Federal police said anti-IS forces were now setting up defences in recaptured areas of Mosul as they eyed the next phase. “Berms and barriers were set up to protect the forces and they began search operations in Al-Dawasa and Al-Danadan and Al-Agaidat areas to find IS remnants to prepare for the completion of offensive operations,” said Lieutenant General Raed Shakir Jawdat.
In neighbouring Syria, a US-backed alliance of Kurdish and Arab fighters has been advancing on Raqa and on Monday they reached the Euphrates River cutting the main road to the partly IS-held city of Deir Ezzor downstream.
Turkish troops and their Syrian rebel allies meanwhile have pushed south from the Turkish border and driven IS out of the northern town of Al-Bab. Russian-backed government troops have swept eastwards from Syria’s second city Aleppo and seized a swathe of the countryside from the militants.

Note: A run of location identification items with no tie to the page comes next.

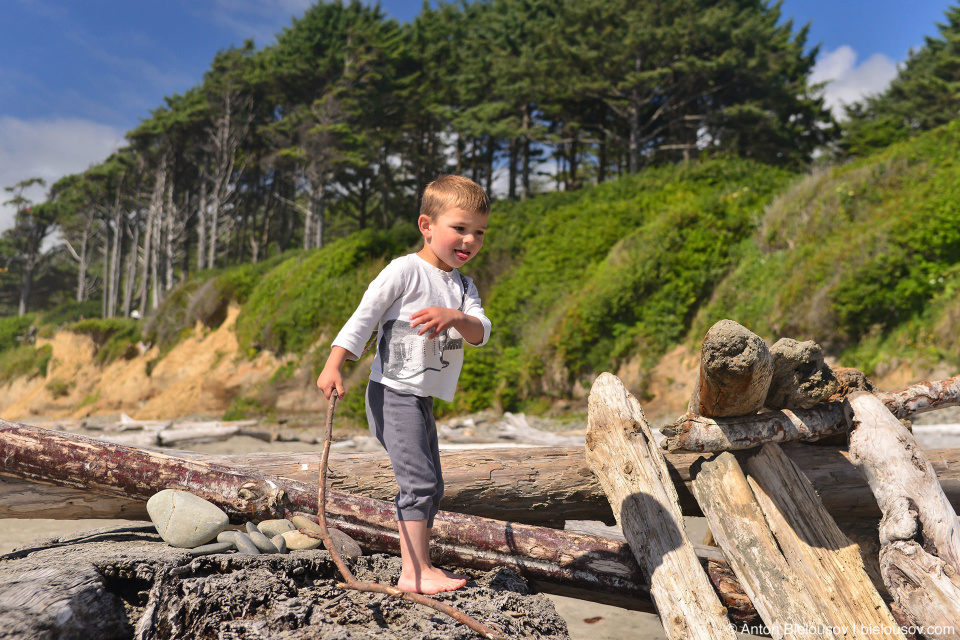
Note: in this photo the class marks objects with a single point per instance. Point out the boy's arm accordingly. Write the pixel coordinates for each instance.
(435, 320)
(331, 378)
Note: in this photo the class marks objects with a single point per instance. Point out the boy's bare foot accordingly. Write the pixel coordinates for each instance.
(431, 581)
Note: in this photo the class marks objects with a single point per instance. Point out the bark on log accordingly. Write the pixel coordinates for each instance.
(622, 452)
(919, 533)
(739, 527)
(697, 433)
(43, 602)
(813, 545)
(735, 372)
(589, 567)
(543, 486)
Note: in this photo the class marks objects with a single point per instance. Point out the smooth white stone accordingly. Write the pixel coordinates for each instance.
(185, 520)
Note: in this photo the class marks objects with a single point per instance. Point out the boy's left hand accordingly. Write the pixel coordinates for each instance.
(434, 320)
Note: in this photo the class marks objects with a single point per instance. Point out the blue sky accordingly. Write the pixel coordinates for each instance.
(76, 75)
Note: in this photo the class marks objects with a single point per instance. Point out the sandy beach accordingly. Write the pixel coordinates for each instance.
(586, 620)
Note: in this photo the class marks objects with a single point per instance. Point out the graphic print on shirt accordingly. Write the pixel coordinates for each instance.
(404, 354)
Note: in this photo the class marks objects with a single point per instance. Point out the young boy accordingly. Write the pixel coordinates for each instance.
(424, 309)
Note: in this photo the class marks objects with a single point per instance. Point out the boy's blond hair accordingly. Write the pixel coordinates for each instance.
(453, 191)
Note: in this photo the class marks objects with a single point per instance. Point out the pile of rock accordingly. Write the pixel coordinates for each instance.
(187, 521)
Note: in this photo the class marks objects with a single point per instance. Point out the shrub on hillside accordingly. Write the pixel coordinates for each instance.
(315, 293)
(24, 361)
(863, 258)
(72, 311)
(204, 298)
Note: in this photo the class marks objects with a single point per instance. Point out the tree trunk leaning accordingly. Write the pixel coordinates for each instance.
(631, 469)
(543, 486)
(919, 533)
(594, 568)
(825, 560)
(738, 525)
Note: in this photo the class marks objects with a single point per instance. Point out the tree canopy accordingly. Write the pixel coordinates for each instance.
(339, 125)
(925, 94)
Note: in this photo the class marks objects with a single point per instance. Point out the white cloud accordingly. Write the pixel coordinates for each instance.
(848, 81)
(49, 149)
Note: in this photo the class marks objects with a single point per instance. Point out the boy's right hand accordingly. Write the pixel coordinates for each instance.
(329, 380)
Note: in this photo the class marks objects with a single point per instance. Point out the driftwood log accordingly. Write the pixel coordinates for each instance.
(735, 372)
(543, 486)
(698, 433)
(586, 566)
(826, 561)
(919, 533)
(737, 522)
(622, 452)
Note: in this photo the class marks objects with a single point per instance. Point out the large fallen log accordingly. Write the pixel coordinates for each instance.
(919, 533)
(622, 452)
(697, 433)
(827, 562)
(587, 566)
(543, 486)
(737, 522)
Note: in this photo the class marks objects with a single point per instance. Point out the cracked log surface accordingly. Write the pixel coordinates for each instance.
(131, 584)
(542, 486)
(919, 532)
(622, 452)
(698, 433)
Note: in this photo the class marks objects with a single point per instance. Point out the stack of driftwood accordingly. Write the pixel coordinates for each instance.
(795, 545)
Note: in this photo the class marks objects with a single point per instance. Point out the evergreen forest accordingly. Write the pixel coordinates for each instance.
(655, 167)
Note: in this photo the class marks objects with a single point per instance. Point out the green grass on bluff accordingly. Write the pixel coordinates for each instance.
(864, 258)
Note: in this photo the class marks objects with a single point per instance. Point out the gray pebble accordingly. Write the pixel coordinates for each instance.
(271, 528)
(209, 549)
(343, 543)
(244, 544)
(302, 522)
(262, 542)
(227, 536)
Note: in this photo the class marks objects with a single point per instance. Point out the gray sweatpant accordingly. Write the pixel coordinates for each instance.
(404, 425)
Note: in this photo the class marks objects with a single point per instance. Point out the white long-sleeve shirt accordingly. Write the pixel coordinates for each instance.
(405, 361)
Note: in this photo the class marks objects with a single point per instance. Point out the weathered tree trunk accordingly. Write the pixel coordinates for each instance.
(626, 459)
(827, 562)
(543, 486)
(58, 602)
(919, 533)
(697, 433)
(735, 372)
(592, 567)
(738, 525)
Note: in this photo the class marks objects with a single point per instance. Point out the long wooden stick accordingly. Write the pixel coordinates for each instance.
(592, 567)
(372, 587)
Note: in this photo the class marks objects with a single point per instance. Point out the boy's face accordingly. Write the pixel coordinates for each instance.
(453, 239)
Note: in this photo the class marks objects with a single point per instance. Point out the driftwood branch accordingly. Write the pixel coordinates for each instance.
(622, 452)
(919, 533)
(735, 372)
(697, 433)
(372, 587)
(542, 486)
(589, 567)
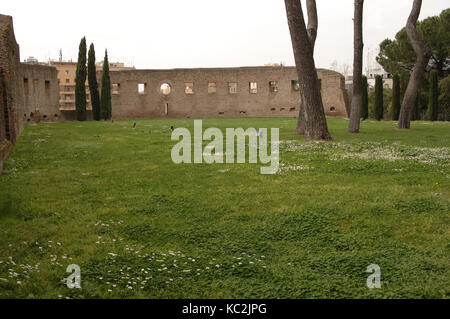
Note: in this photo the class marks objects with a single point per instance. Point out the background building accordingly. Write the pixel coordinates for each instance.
(66, 79)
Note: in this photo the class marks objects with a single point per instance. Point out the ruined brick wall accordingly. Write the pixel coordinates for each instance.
(41, 93)
(11, 123)
(127, 102)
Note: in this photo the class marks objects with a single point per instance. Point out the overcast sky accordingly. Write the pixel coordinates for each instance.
(158, 34)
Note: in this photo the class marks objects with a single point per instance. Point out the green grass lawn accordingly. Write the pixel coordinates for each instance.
(108, 198)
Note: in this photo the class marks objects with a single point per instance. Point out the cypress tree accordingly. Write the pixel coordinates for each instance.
(106, 108)
(80, 82)
(396, 98)
(379, 98)
(365, 101)
(433, 96)
(93, 85)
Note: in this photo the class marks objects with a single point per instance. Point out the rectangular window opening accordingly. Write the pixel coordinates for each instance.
(141, 88)
(232, 87)
(189, 88)
(116, 88)
(25, 85)
(212, 88)
(47, 87)
(253, 87)
(273, 86)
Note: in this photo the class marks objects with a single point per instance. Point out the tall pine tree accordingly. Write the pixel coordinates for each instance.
(80, 82)
(106, 108)
(93, 85)
(396, 101)
(365, 100)
(433, 97)
(379, 98)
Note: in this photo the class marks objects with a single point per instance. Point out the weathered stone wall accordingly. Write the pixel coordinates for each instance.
(129, 103)
(41, 93)
(11, 123)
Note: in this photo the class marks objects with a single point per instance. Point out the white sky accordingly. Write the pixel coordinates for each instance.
(158, 34)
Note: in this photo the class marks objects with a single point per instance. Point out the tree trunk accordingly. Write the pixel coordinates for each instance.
(315, 121)
(423, 54)
(355, 112)
(312, 34)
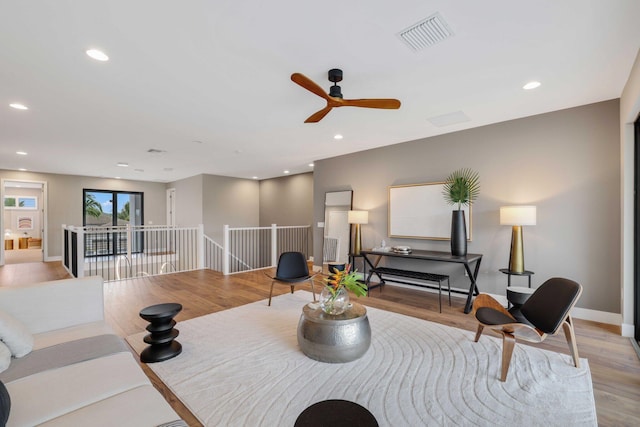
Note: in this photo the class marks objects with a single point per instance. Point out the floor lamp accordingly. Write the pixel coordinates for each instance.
(357, 218)
(517, 216)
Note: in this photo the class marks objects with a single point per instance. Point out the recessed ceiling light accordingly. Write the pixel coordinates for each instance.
(98, 55)
(18, 106)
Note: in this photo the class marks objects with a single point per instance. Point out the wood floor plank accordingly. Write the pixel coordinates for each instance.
(615, 367)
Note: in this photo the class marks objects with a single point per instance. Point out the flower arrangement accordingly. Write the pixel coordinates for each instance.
(346, 279)
(334, 298)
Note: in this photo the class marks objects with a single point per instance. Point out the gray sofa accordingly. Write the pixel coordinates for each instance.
(78, 372)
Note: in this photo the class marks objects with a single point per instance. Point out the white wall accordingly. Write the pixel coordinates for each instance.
(629, 110)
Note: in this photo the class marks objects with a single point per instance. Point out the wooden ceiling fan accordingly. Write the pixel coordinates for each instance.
(334, 98)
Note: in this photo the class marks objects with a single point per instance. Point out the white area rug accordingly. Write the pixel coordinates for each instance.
(243, 367)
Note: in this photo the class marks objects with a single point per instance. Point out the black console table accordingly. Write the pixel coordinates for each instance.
(372, 258)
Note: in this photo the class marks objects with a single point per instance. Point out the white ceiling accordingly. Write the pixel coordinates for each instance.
(208, 82)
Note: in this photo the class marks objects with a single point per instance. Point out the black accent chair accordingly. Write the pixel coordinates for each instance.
(292, 270)
(546, 310)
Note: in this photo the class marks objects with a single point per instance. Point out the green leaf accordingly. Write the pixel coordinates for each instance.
(461, 187)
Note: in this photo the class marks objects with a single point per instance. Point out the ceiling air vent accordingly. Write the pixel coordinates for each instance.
(426, 33)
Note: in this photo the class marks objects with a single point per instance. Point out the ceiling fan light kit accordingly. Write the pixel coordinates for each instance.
(335, 98)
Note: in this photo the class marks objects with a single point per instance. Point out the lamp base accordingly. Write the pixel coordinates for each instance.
(357, 241)
(516, 256)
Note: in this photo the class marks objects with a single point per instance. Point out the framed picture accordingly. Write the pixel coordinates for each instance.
(419, 211)
(25, 223)
(21, 202)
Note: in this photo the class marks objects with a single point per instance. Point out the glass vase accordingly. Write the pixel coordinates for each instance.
(334, 303)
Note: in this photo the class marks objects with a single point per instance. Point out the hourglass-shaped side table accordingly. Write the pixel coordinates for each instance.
(161, 339)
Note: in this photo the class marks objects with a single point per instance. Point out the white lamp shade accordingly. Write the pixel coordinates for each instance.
(518, 215)
(358, 217)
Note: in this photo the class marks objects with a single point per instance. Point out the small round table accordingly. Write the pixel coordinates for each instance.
(161, 339)
(510, 273)
(336, 413)
(334, 339)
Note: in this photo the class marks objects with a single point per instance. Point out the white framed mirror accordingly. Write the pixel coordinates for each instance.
(337, 232)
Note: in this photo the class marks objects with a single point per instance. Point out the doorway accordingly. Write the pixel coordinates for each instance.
(636, 232)
(24, 221)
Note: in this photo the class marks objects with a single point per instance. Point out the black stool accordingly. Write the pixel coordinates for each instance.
(161, 339)
(336, 413)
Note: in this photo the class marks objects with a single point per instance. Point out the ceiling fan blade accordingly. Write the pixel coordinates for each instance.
(387, 104)
(317, 116)
(309, 85)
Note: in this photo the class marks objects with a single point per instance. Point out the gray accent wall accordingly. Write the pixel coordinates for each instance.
(188, 201)
(287, 200)
(567, 163)
(231, 201)
(214, 201)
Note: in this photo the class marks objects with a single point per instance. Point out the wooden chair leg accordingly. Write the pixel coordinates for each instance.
(479, 332)
(313, 291)
(570, 334)
(508, 344)
(270, 293)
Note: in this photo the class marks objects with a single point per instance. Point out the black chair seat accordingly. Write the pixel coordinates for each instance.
(489, 316)
(292, 269)
(292, 279)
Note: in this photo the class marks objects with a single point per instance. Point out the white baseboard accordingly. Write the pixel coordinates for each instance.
(628, 330)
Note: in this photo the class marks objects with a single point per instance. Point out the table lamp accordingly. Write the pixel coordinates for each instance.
(517, 216)
(357, 218)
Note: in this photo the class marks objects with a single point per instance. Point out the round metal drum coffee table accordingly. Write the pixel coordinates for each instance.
(334, 339)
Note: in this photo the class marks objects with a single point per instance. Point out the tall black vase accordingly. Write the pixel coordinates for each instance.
(458, 233)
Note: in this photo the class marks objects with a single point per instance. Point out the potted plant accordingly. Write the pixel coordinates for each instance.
(461, 188)
(334, 298)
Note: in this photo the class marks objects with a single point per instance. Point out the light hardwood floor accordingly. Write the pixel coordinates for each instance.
(614, 365)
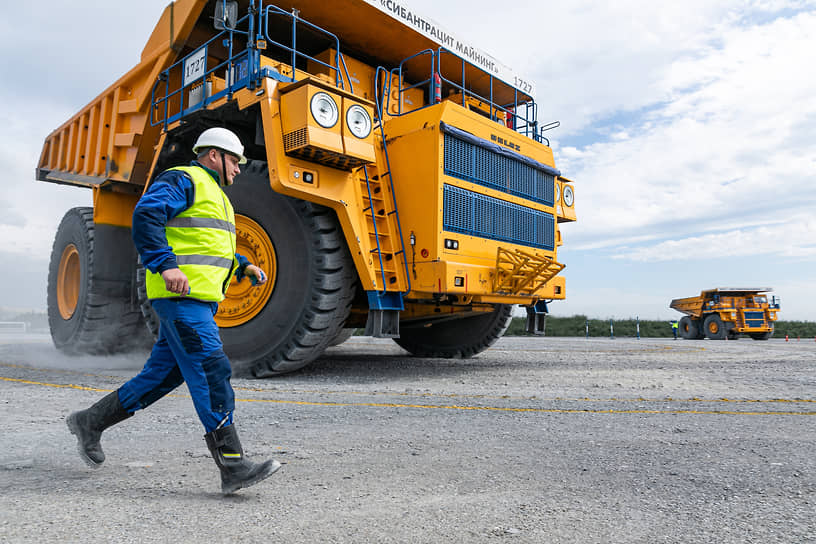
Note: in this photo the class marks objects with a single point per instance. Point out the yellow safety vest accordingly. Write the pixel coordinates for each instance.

The Syrian Observatory for Human Rights said heavy Russian bombing struck IS positions near the town of Al-Khafsah, where regime forces retook a key water pumping station the day before.
State television said more than 260 explosive devices had been defused at the pumping station as the area was cleared for work to start on restoring water to Aleppo city.
An AFP correspondent saw dozens of trucks and cars full of suitcases and bedding waiting on the road between Al-Khafsah and the town of Manbij.
“The shelling began and we fled – wherever we found somewhere safe, we’d settle there,” said Abu Hammoud, an elderly man who left his home near the pumping station. “We need help for the children. They’re sleeping in the open air. There’s no food here. Everyone can see us, but no one is doing anything.”